Sono nuove «canzoni di merda», ed è l’autore a definirle così, quelle che compongono Venti, ottavo disco di Giorgio Canali & Rossofuoco in uscita il 4 dicembre per La Tempesta. Venti brani affiorati durante il lockdown, in una condizione di costrizione e isolamento che pare abbia tolto l’ispirazione a molti, ma non a Canali, che con questo doppio album, da buon cantautore che non smette i panni del rocker, fa un intenso viaggio tra rabbia e malinconia, dove la riflessione sociale è sempre intrinsecamente e profondamente esistenziale.
«Abbiamo iniziato a scrivere Venti lo scorso marzo, come operazione anti-noia durante il lockdown», racconta l’ex CCCP/CSI/PGR, classe 1958. «A quanto pare avevo un sacco di cose da dire, perché davvero, non avrei mai pensato di arrivare a così tanti pezzi, oltretutto lavorando a distanza: io ero a Bassano del Grappa a casa di Stewie (DalCol, chitarre e piano, nda); lui a sua volta stava a Miami; Luca (Martelli, batterista, nda) si trovava in Sardegna dalla fidanzata; Marco (Greco, bassista, nda) a Bologna. E Francesco Felcini ha mixato tutto dalla Toscana. Abbiamo iniziato a scambiarci file e a un certo punto qualcuno ha detto “andiamo avanti, facciamo un doppio!”. C’è chi ha persino azzardato l’idea di un triplo, ma ho risposto che non era il caso: “Non siamo gli Yes, basta, finiamola qui!”».
Allora che dici? Viva lo smart working?
Per niente! Ma per noi era una modalità nuova, probabilmente questo ci ha stimolati.
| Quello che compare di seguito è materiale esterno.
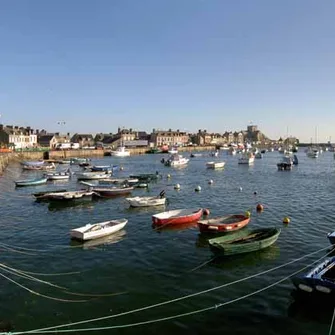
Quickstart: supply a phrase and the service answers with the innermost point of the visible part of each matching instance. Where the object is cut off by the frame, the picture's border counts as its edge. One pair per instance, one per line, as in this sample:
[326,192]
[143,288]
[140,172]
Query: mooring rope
[332,323]
[37,293]
[52,328]
[25,276]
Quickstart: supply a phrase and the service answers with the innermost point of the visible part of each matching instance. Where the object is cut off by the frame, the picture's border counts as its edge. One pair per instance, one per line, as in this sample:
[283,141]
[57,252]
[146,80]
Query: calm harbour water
[147,266]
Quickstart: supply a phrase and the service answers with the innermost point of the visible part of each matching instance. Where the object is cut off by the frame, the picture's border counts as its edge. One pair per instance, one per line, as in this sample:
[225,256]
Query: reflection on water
[56,206]
[247,259]
[306,308]
[107,240]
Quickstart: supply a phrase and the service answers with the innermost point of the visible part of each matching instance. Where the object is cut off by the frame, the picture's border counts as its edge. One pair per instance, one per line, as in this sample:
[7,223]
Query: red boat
[177,216]
[224,223]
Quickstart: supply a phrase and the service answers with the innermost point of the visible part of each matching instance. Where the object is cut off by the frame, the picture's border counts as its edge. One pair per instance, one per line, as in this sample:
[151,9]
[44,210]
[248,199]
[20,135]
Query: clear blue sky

Il risultato è un disco particolarmente denso, in cui lo sguardo che aveva nutrito il precedente Undici canzoni di merda con la pioggia dentro si fa ancora più lucido.
Per me Venti è meglio del precedente, e non credevo fosse possibile. Ma è meglio solo per il fatto che se già di quello ero soddisfatto, questo contiene il doppio dei pezzi: è una questione di quantità, o una formalità, per fare un’allusione.
Chi ha orecchie per intendere… Qual era il tuo stato d’animo quando hai iniziato a scrivere?
Ero incazzato nero. Perché quando vedi la tua gente, i tuoi fratelli, disposti ad accettare di tutto e di più… Però se spiego questa cosa la redazione di Rolling Stone mi mette un titolo che mi fa passare per un complottista. Chi vuole, ascoltando l’album intuirà.
Però questa è una mia domanda.
Allora… Il fatto è che se ti dicono di camminare su un piede solo e di fare benzina solo con la mano sinistra e senti dire che sì, è giusto obbedire perché è per la nostra salute, e se poi vedi che se cammini con due piedi e fai benzina con la mano destra ti vengono a urlare contro, perché sono stati indottrinati in quella maniera, la situazione diventa pesante. E io inizio ad avere paura, ma molta di più di quanta ne avessi quando si parlava di colpi di stato negli anni ’70, perché qua il colpo di stato ce lo stiamo facendo da soli. Cioè, il coprifuoco alle 22, a che serve? A me evoca cose di tipo cileno, non posso farci niente. Mi fanno notare che abbiamo cambiato secolo, mi accusano di essere rimasto indietro perché sono un vecchio di merda, ma posso dire che sono preoccupato? L’assoluta mancanza di critica da parte della maggior parte della gente è inquietante. Per questo, nonostante mi fossi imposto di non parlare della pandemia in questo disco, a furia di buttare fuori pensieri e parole ci sono cascato dentro.
Non del tutto; al di là del Covid-19, Venti è un attacco generale a quella che definisci “la liturgia del pensiero unico”. Ed è una riflessione accorata, a tratti dolente, su un mondo che mette a tacere ogni forma di disobbedienza civile.
Perché da che mondo e mondo ridicolizzare chi mette in discussione il sistema è una reazione insita in quel sistema. Voglio dire, lo ha ammesso candidamente persino Cossiga, che negli anni ’70 per zittire l’estrema sinistra in Italia è bastato far passare tutti per delinquenti. Punto, capito? Come si fa a non pensarci, a una cosa del genere?
Per questo in Inutile e irrilevante affermi con sarcasmo “manifestante no global, non servi più”?
Chiaro, c’è sempre qualche cattivo da tirare in ballo. Dopo il G8 di Genova s’iniziò a dire che i no global erano coalizzati con i black bloc. Ma sapevo sarebbe finita così, infatti a Genova in quel luglio 2001 non ci sono andato. Perché non sono un rincoglionito, né un complottista, sembra che mi faccia i miei viaggi ancorato a un passato che non esiste più, ma non è così, sono uno che ragiona. Per lo stesso motivo sapevo anche che il successore di Papa Giovanni Paolo II sarebbe stato Ratzinger: gli unici due a puntare su di lui eravamo io e Giovanni Lindo Ferretti, solo che lui era convinto, io impauritissimo! Forse sono un filo paranoico, questo sì, ma la paranoia, se leggera, ti salva, ti permette di scappare cinque minuti prima del terremoto.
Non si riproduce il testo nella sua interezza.